Question 3. Does a plant synchronize the flowers, so that at any one time the flowers are in phase 1 or phase 2 (phase 2 = anthers dehisced and stigma receptive)?
Answer: No, flowers of both phases can be seen on one plant at any time (except for the first day of the first flower--at this time only phase 1 is present on the whole plant and the plant is an obligate outcrosser).
Question 4. Is this species SC or SI? To answer this question we are seeing if flowers from question 1 set fruit. Note that to answer question one, pollinations are being done with pollen from the same plant.
Question 5. How much nectar does a flower have at any one time (if nobody/ no pollinator has removed nectar before). Measurements are being made separately for phases 1 and 2, and the time of day is being recorded. Answer: Hermaphroditic phase (phase 2) flowers have 44.5 and 46 microliters (10 Aug 2008, n = 2 flowers). Nectar sucked from microcapillary pipets tastes sweet.
Question 6. Do flowers refill if nectar is removed? Measurements are being made separately for phases 1 and 2, and the time of day is being recorded.
Question 7. What is the sugar concentration of the nectar, as estimated with a refractometer? Measurements are being made separately for phases 1 and 2, and the time of day is being recorded.

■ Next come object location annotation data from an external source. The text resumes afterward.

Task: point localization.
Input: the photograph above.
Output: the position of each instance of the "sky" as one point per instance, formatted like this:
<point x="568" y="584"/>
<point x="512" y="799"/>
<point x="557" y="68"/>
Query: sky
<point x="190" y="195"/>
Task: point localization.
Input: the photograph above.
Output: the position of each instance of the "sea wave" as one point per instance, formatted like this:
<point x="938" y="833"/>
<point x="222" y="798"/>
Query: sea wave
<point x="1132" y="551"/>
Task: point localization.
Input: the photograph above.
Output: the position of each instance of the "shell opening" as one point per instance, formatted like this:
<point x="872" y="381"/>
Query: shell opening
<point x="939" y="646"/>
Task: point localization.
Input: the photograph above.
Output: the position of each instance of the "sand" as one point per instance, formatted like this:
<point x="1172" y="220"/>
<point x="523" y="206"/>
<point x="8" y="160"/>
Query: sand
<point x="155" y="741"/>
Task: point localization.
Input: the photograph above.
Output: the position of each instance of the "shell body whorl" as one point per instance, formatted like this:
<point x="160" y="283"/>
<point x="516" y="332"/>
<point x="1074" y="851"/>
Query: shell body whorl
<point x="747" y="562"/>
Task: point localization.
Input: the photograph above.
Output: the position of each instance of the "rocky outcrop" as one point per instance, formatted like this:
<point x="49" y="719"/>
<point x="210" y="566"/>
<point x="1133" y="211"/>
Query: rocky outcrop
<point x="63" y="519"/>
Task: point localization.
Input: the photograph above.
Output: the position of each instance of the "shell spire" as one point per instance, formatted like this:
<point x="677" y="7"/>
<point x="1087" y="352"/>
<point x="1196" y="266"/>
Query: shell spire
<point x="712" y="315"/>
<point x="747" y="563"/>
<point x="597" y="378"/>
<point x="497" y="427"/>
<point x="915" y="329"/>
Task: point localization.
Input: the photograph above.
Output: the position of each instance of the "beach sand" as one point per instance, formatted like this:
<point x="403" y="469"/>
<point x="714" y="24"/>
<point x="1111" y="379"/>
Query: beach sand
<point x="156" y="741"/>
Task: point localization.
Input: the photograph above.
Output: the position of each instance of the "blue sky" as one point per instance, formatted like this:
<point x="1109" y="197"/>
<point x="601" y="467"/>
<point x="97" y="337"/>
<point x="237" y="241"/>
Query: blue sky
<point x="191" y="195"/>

Floral Phenology Questions. How long does a flower last (not visited by pollinators)? How long is phase 1(anthers undehisced)? What color is nectar when it first appears? Does the nectar change color while the flower is open? Do flowers close at night? To answer these we are tagging flowers and making observations several times a day.
Floral Phenology Notes
| Data for one flower (tag 1) | phase | observations |
| Day 1, 4 Aug 2008 | looks pistillate |
Anthers undehsiced and cor open. No nectar in the morning, orange nectar in afternoon. Flower color very similar to leaves (unaided eye). Cor was closed yesterday. |
| Day 2, 5 Aug | hermaphroditic |
8 am - anthers have already dehisced, cor is fully open, orange nectar evident; 12:30 pm - stamens angle out orienting dehisced anthers away from stigma; 6 pm - same |
| Day 3, 6 Aug | hermaphroditic |
9 am - same as yesterday; noon - wide open; 7 pm - same |
| Day 4, 7 Aug | hermaphroditic |
8 am - cor wide open, lots of nectar; noon - cor only half open, seems to be closing at the end of its life |
| Day 5, 8 Aug | corolla closed, possibly self-pollinating |
9 am - cor changed color to brownish-green/greenish-brown. Cor closed in a manner that looks like it may bring dehisced anthers into contact with the stigma (speculation); noon - same; 11:30 pm - cor closed with parallel sides, color as at 9 am. |
| Day 6, 9 Aug | corolla closed |
8 am - cor brown and closed, cor not falling off when touched, closed in a manner having parallel sides; |
| Day 7, 10 Aug | corolla closed | noon - same; 6 pm - cor closed; 8 pm - cor shriveled but remaining on |
| Day 8, 11 Aug | corolla withering | 9 am - cor withering and brown, still present |
| Corolla was open for four days. Pollinators were excluded (by placing plant in car). Pistillate-looking phase (phase 1) during its first day. Hermaphroditic phase (phase 2) during subsequent three days. Style quite rigid, possibly an adaptation to hummingbird visitation. |
Materials and Methods: Plants from Mione, Leiva G. & Yacher 758 were grown in pro-mix, with an unmeasured amount of slow release fertilizer added at each repotting. One plant of two was given to the greenhouse at the University of Connecticut in July of 2008. The second plant was grown on a window sill of an air-conditioned building until August, when it was moved outdoors. When floral phenology observations were made, the time was recorded to the nearest hour.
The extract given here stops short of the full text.